The intensity of the telephone conversations changed every day.
Initially, the people who called were polite and simply asked him to speak to his friend so that she could return the money she had borrowed the month before.
But soon after, interlocutors became more aggressive and even rude, calling him a false pastor, who refused to tell the truth to his congregation about paying debts and promising that they would make his phone “explode” because of the number of calls. incessant.
To add insult to injury, they even abused his wife when she tried to intervene.
For several days, the pastor was unable to use the phone because he refused to respond to the interlocutors’ demands.
After the story hit the airwaves and social media with the hashtag #Debtofshame, many Kenyans began to recount their experiences when confronted by debt collectors.
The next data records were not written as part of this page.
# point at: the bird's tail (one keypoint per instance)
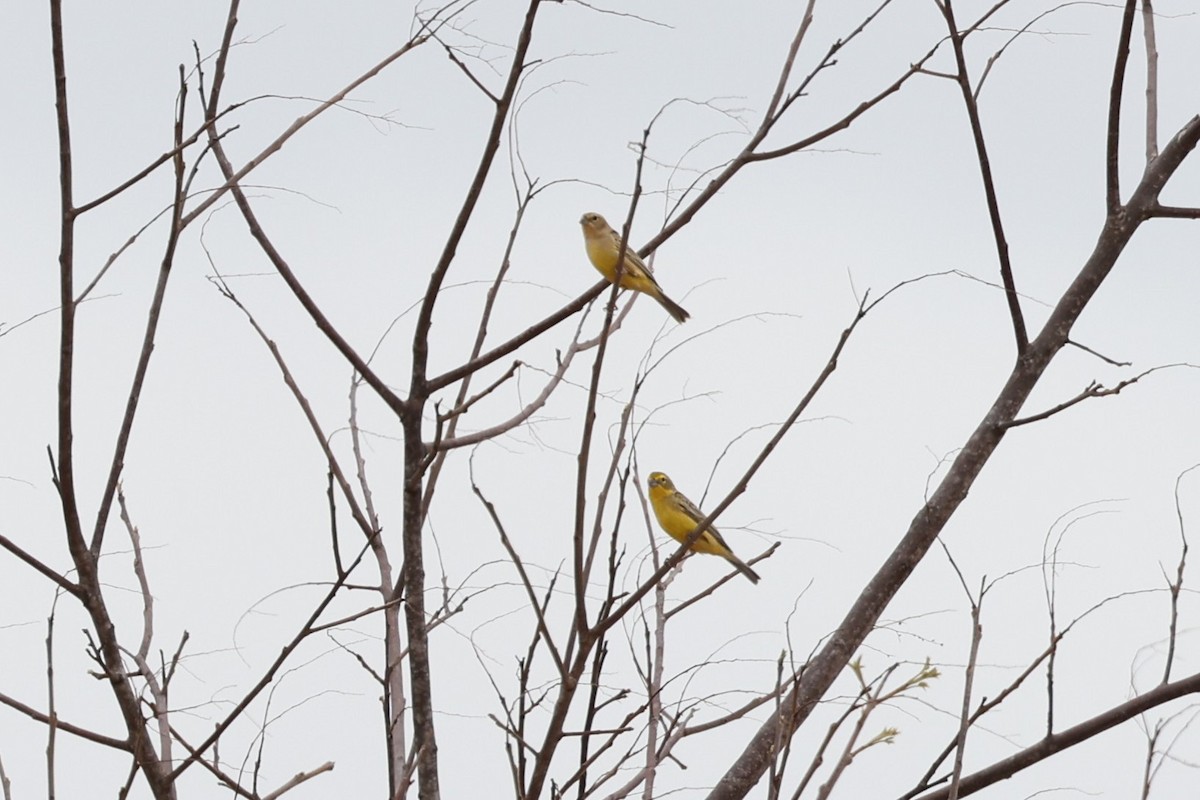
(672, 307)
(742, 567)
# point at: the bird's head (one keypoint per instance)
(594, 221)
(660, 479)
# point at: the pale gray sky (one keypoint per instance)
(227, 483)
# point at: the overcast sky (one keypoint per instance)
(227, 485)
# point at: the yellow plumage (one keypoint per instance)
(679, 516)
(604, 245)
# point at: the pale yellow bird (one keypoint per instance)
(679, 516)
(604, 245)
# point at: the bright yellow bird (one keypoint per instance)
(678, 516)
(604, 245)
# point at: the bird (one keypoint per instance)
(604, 244)
(678, 517)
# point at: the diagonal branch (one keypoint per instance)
(1071, 737)
(989, 185)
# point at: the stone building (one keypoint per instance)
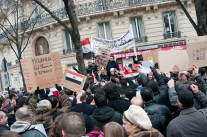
(156, 24)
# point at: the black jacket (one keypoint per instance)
(159, 115)
(191, 122)
(119, 104)
(110, 65)
(83, 108)
(103, 115)
(3, 127)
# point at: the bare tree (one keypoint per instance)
(74, 31)
(201, 11)
(16, 33)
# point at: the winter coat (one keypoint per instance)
(119, 104)
(26, 129)
(110, 65)
(103, 115)
(191, 122)
(83, 108)
(161, 95)
(44, 116)
(152, 133)
(159, 115)
(95, 133)
(3, 127)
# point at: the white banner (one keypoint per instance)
(126, 41)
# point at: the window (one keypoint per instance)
(41, 46)
(12, 80)
(138, 30)
(105, 31)
(69, 47)
(61, 4)
(9, 59)
(20, 81)
(37, 14)
(170, 25)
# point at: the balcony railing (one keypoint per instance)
(141, 39)
(68, 51)
(172, 35)
(5, 3)
(97, 6)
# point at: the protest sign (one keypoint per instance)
(73, 81)
(167, 59)
(197, 51)
(125, 42)
(42, 71)
(146, 66)
(104, 56)
(153, 55)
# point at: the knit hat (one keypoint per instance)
(112, 69)
(138, 116)
(44, 104)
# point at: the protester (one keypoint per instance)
(103, 113)
(3, 121)
(45, 109)
(113, 129)
(23, 125)
(137, 123)
(137, 101)
(159, 115)
(191, 122)
(111, 64)
(114, 100)
(8, 133)
(81, 106)
(56, 129)
(73, 125)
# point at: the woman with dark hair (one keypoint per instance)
(137, 124)
(56, 129)
(113, 129)
(114, 100)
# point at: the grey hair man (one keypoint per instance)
(23, 125)
(3, 121)
(73, 125)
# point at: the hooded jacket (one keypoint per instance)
(25, 129)
(103, 115)
(44, 116)
(152, 133)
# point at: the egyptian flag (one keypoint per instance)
(74, 77)
(86, 45)
(54, 91)
(131, 75)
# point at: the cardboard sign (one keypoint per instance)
(73, 81)
(104, 56)
(167, 59)
(153, 55)
(42, 71)
(197, 51)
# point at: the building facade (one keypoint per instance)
(156, 24)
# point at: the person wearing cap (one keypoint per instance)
(3, 121)
(23, 124)
(137, 124)
(111, 64)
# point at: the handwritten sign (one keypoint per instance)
(73, 81)
(197, 51)
(42, 71)
(103, 58)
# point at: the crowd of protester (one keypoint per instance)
(171, 104)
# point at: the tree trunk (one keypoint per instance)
(201, 11)
(74, 32)
(70, 9)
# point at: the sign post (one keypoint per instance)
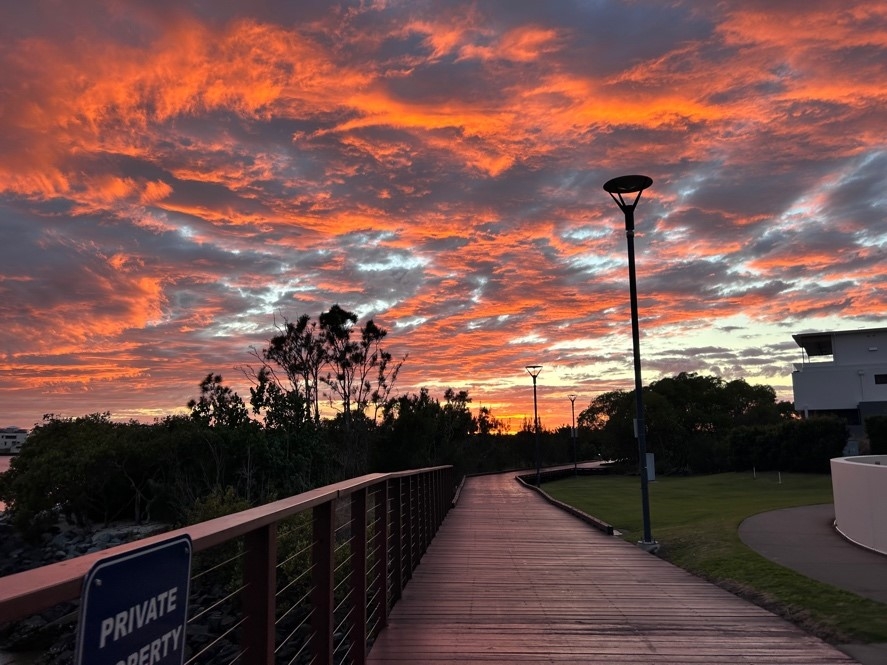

One Twitter user said he was warned that “if I don’t pay they will come for my kidney”.
Another said that she once borrowed 2,000 Kenyan shillings (about R$90), and 10 days later “they were on my neck. I couldn’t sleep or think. I got every insult imaginable.”
A third recalled that when he worked as a debt collection agent, he had to meet daily goals set by his employer.
“The owners don’t care how you get the money. They’re only interested in getting their money back. I had to quit because of my sanity,” he said.
Mobile money dominates
There is no doubt that Kenyans have taken out loans through digital lending apps.
They are discreet, quick to access and require no guarantees.
But therein lies the dilemma for creditors who use users’ means of payment to assess their credibility and never meet their customers in person.
In fact, none of this would have been possible if the African continent were not the global leader in mobile money.
Mobile phone network operators have dominated money services in Africa over the past decade.
More recently, however, the spotlight has been on fintech companies, which have laid a solid foundation. Some, backed by major venture capital groups in Western and Asian markets.
They capitalize on a gap in the lending sector, where low-income people do not have access to credit because they do not have job opportunities, guarantees or guarantors.
But their entry into the African market has caused a lot of friction due to the fact that most of them are unregulated, because of their unethical style of doing business.
They attract young people with financial difficulties and shame them using unconventional techniques if they don’t pay.
And while Kenyans were quick to adopt these loans, some described their interest rates as exorbitant.
While the interest on an average bank loan is between 12% and 14% per year, a mobile app loan can range between 75% and 395% per year.
Mortgages through mobile apps
Additionally, some of these companies have been accused of predatory lending practices, with a Chinese lender accused of demanding loan payments within 30 days. While Google, the host of these apps, requires borrowers to have 60 days to pay.
But Kenya Digital Lenders Association president Kevin Mutiso is quick to defend his members. He says debt shame is a bad symptom of a good idea that has helped many small businesses gain quick access to credit.
He says that without digital credit, many Kenyans would not have been able to survive the lockdowns introduced since the Covid-19 outbreak began more than a year ago.
People were able to buy food, pay rent, use transportation and utilities, and pay school fees through these mobile loans, he says.
While some believe regulation is key to taming rogue lenders, others think regulation could stifle an industry that could be key to jobs and investment in a coronavirus-hit economy.
And even with rules like the Kenya Data Protection Act of 2019 – designed to prevent misuse of personal data – it seems impossible to stop the digital lending giant.
According to some market watchers, it could soon be financing the next generation of mortgages through cell phones.